La kedoucha du 'hérem peut prendre l'une de deux directions, et la direction dépend entièrement de l'intention de celui qui a prononcé la déclaration. Un type de 'hérem est attribué à la kehouna. L'autre est attribué aux fonds réservés à l'entretien du Beit Hamikdach.
Un 'hérem destiné aux kohanim est remis à un kohen. Depuis l'instant de la déclaration et jusqu'à ce qu'il parvienne entre les mains du kohen, il porte une sainteté ; dès que le kohen en prend possession, la sainteté s'en retire et l'objet devient son bien ordinaire.
Un 'hérem destiné au Beit Hamikdach est transféré au trésor du Temple. Le trésor vend l'objet et le produit de la vente sert à l'entretien du Beit Hamikdach.
Les limites de ce que l'on peut déclarer 'hérem
Notre mishna enseigne que le pouvoir d'une personne de créer un 'hérem n'est pas illimité. « Ma'harim adam mitsono oumibekaro » : une personne peut déclarer 'hérem une partie de son petit bétail ou une partie de son gros bétail. « Mé'avadav oumichif'hotav haKena'anim » : et une partie de ses esclaves et servantes kena'anites, qui sont la propriété de leur maître juif et donc soumis à sa déclaration. « Oumisdé a'houzato » : et une partie de ses champs ancestraux.
Examinez de près chacune des trois expressions et vous y trouverez la même petite réserve attachée : une partie de. Il peut consacrer une portion de son petit bétail, une portion de son gros bétail, une portion de ses serviteurs et servantes, une portion de sa terre héritée. Ce qu'il ne peut pas faire, c'est vider entièrement une catégorie de ses biens et la placer tout entière sous 'hérem. Dans chaque catégorie, quelque chose doit rester entre ses propres mains.
« Ve'im he'hérim et koulan » : s'il prononce la déclaration sur absolument tous, « énan mou'hramin », la kedoucha ne se pose pas du tout sur eux. Peu importe qu'il s'agisse de tous les serviteurs qu'il possède, de tous les animaux en sa possession, ou de la totalité de ses champs ancestraux. Les paroles sont entièrement sans effet, et même une partie des biens ne devient pas consacrée.
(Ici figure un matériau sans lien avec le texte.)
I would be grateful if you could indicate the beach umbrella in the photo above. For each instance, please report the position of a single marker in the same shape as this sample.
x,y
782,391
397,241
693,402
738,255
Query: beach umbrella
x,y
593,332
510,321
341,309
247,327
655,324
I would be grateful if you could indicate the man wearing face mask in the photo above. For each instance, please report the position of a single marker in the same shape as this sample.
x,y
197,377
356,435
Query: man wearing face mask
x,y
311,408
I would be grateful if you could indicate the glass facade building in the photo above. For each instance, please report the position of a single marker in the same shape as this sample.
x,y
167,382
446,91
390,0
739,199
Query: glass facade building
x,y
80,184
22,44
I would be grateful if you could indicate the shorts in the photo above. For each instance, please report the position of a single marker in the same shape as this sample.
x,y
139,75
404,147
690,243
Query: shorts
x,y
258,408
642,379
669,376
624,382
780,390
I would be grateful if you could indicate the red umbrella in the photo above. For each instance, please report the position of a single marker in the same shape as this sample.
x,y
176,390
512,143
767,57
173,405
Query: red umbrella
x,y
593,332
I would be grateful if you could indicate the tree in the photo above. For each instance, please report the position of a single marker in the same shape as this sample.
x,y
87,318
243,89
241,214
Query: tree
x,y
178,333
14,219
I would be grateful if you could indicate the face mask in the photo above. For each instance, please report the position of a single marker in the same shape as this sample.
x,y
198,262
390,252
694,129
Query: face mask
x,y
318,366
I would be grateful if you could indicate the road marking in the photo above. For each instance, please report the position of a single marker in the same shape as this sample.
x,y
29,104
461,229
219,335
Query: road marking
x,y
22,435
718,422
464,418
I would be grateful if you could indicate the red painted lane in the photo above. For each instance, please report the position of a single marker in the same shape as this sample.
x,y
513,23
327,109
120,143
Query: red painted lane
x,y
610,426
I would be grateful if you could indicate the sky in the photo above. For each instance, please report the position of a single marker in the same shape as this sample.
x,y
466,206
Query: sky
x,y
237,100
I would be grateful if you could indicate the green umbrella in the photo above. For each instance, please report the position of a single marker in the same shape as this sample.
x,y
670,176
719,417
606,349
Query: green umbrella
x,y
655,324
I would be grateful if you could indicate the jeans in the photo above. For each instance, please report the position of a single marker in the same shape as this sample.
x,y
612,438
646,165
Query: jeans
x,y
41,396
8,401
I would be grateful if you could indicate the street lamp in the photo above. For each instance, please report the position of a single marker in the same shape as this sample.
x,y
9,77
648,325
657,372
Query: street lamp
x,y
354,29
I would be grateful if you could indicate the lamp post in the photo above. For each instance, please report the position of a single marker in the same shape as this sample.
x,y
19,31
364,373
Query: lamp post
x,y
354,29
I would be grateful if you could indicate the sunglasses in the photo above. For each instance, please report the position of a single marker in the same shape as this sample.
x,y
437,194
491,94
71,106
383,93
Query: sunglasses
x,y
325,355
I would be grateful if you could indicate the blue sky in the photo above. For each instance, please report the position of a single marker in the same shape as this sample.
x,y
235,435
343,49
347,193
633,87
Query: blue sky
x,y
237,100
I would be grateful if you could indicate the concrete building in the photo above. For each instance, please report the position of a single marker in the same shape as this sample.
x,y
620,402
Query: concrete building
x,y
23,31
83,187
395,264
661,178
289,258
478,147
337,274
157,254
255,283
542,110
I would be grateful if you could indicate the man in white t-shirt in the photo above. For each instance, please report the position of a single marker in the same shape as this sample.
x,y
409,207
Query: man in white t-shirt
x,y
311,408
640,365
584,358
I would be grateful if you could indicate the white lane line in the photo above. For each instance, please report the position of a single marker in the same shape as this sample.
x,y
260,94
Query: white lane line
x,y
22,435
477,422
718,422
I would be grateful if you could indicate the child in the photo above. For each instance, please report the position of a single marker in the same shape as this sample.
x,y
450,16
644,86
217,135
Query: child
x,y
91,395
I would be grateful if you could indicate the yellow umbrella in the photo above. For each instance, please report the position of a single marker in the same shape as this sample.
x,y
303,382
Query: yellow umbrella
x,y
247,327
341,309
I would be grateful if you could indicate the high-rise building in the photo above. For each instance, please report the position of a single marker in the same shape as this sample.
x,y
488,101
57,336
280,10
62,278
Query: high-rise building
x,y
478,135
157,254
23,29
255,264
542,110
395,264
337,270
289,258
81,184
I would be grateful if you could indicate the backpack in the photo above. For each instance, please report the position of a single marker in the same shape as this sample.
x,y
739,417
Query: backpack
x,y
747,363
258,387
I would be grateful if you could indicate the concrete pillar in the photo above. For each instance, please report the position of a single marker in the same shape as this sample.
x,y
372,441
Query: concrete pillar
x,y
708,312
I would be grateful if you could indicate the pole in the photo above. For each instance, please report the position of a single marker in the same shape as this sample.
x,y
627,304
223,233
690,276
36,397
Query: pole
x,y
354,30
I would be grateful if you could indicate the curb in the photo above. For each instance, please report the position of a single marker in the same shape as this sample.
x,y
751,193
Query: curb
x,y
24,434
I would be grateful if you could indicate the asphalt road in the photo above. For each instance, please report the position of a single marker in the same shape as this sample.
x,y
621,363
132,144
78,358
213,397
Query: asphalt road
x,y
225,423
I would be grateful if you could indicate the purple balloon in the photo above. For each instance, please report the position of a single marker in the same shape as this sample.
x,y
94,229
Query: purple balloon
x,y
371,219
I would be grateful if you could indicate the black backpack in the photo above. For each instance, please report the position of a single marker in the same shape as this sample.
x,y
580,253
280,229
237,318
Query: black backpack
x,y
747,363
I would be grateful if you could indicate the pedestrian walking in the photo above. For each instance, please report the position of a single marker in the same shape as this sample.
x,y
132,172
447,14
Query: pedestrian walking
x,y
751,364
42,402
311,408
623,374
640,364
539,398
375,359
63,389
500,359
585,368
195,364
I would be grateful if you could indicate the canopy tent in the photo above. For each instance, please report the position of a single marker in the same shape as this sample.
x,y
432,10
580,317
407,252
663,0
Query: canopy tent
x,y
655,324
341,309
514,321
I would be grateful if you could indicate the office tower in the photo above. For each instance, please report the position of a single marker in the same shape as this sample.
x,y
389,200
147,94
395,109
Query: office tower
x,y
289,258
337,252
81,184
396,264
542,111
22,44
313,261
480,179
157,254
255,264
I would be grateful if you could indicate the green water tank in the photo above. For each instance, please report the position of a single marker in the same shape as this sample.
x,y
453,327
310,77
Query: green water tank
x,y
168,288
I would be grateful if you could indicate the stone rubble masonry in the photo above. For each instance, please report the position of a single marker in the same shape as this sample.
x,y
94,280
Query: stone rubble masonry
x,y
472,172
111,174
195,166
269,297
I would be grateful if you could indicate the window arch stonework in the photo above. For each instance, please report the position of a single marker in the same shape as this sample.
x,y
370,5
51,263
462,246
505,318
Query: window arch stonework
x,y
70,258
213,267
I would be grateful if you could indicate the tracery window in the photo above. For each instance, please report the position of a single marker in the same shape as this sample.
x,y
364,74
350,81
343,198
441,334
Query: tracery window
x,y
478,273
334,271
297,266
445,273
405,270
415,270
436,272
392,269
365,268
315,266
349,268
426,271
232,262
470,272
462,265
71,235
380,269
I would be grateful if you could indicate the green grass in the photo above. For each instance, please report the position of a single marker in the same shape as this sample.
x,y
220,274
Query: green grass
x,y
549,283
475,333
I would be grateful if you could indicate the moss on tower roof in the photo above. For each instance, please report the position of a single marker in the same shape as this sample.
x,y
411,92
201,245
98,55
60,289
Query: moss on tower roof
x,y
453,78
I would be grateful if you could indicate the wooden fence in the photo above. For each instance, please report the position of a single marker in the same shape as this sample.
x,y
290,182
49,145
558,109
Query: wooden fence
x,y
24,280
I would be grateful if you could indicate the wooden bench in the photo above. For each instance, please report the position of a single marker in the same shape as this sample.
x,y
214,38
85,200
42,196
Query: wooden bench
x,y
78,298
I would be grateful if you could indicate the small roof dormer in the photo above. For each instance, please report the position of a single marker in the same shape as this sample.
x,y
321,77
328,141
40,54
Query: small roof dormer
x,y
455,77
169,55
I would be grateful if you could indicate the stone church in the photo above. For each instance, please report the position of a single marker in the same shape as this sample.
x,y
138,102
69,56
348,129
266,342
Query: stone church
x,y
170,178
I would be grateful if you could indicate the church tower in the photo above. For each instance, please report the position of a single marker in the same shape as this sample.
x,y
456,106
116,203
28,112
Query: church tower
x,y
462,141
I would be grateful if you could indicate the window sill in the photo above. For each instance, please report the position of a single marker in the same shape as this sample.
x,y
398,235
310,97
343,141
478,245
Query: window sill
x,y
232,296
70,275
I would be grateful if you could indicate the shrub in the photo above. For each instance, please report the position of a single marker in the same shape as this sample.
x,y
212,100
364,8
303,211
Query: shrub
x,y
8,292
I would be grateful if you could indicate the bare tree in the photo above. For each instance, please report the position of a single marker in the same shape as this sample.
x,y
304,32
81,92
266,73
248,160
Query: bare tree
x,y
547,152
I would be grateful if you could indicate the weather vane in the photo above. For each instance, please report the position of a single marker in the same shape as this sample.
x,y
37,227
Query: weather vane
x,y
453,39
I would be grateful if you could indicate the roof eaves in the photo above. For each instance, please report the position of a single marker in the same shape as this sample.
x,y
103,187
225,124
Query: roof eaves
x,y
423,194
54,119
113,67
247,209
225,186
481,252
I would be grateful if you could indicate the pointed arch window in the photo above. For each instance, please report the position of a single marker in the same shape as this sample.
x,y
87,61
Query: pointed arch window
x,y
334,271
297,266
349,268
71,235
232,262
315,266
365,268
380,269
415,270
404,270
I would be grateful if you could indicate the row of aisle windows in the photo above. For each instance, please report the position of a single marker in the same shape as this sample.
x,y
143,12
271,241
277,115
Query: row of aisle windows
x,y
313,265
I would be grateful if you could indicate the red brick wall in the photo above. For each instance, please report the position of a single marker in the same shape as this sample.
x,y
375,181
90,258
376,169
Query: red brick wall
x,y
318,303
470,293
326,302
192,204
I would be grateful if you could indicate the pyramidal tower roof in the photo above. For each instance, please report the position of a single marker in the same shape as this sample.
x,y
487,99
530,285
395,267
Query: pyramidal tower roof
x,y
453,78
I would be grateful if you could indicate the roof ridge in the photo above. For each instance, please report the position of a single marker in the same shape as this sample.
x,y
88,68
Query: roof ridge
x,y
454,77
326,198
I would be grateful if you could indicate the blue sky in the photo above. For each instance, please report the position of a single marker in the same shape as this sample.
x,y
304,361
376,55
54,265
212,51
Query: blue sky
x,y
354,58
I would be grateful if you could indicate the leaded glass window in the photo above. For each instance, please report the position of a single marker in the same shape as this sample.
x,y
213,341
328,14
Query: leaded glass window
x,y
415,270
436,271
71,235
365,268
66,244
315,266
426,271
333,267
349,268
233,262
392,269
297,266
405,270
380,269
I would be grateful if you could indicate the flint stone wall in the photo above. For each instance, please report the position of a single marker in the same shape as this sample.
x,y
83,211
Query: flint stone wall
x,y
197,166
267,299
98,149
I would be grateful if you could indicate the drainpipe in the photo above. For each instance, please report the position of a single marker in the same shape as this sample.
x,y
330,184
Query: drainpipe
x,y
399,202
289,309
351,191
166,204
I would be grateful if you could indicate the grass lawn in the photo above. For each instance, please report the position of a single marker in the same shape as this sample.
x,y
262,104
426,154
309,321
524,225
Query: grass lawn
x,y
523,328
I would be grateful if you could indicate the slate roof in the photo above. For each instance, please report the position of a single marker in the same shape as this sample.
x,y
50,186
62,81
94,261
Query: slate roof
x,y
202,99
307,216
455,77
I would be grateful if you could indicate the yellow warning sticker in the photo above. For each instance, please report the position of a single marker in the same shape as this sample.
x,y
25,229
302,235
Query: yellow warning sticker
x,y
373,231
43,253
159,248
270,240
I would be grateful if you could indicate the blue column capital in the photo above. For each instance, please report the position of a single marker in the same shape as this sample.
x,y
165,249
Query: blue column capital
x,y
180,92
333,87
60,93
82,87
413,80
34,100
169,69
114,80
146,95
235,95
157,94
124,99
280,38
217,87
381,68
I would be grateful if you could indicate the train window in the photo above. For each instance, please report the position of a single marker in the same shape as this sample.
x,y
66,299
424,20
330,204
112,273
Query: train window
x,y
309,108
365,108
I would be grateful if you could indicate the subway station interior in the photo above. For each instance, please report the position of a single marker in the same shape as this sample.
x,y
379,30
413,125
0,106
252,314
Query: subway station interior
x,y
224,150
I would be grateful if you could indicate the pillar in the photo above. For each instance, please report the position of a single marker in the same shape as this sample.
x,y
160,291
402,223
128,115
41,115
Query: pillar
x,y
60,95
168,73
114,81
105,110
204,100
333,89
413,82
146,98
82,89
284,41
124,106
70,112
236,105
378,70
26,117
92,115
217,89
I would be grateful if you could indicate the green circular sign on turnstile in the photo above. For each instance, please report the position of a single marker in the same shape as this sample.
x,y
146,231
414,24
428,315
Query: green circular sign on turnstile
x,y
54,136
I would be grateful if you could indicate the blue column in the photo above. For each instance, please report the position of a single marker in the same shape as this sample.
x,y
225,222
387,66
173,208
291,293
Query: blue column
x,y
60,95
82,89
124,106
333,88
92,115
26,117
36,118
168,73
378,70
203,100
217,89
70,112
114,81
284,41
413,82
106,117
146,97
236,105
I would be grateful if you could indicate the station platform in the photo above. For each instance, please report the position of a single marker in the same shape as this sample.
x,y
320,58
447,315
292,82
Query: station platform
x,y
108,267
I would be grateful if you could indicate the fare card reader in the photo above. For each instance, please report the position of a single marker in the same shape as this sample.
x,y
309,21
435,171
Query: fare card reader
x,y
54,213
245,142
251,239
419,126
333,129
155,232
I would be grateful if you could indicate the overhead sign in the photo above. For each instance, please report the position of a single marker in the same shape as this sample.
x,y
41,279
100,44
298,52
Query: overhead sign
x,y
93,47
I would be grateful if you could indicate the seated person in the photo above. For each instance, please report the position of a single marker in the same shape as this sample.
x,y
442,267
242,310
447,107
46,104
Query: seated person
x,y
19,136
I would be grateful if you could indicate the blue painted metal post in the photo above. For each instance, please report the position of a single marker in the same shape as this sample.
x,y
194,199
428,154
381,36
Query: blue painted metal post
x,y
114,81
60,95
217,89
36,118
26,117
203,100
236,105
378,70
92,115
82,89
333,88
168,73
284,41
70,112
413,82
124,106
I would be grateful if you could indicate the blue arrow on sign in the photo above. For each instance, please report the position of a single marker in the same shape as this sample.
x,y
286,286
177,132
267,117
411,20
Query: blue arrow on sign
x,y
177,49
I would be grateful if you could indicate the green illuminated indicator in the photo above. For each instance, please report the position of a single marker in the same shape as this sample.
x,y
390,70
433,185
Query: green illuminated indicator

La preuve se trouve dans le langage des pessoukim, qui répètent encore et encore le préfixe mi : « mikol acher lo mé'adam ouvehéma », de tout ce qui lui appartient, d'homme et de bête. L'Écriture aurait pu écrire que tout ce qu'il possède peut être consacré ; elle a plutôt écrit que la consécration se prélève sur tout ce qu'il possède. Seule une part des biens d'une personne peut être livrée, jamais la totalité. Et c'est ainsi que la mishna conclut : « Divré Rabbi Elazar ». Telle est la décision de Rabbi Elazar : aucune catégorie complète de ses biens ne peut être transformée en 'hérem.
L'enseignement de Rabbi Elazar ben Azarya
« Amar Rabbi Elazar ben Azarya ». Un second Tanna tire à présent une leçon morale de cette halakha. « Ma im lagavoa » : si à l'égard du Ciel lui-même, « éin adam rachaï », une personne n'a pas la permission, « leha'harim et kol nekhassav », de placer l'ensemble de ses biens sous 'hérem, alors « al a'hat kama vekama », à plus forte raison faut-il, « chéyehé adam 'hayav », qu'une personne ait l'obligation, « liheyot 'has al nekhassav », de ménager ce qu'elle possède plutôt que de tout donner.
Le raisonnement va du plus grand au plus petit. Si la Torah ne permet pas à une personne de donner tout ce qu'elle possède à Hachem Lui-même, elle ne peut certainement pas distribuer tout ce qu'elle possède à des êtres humains ordinaires, même aux pauvres. Rabbi Elazar ben Azarya enseigne qu'une personne doit être d'autant plus prudente lorsqu'elle donne ses biens à d'autres : ce qui est fermé même en direction du Ciel l'est assurément en direction de bénéficiaires humains. Tel est le principe qui ressort de cette mishna.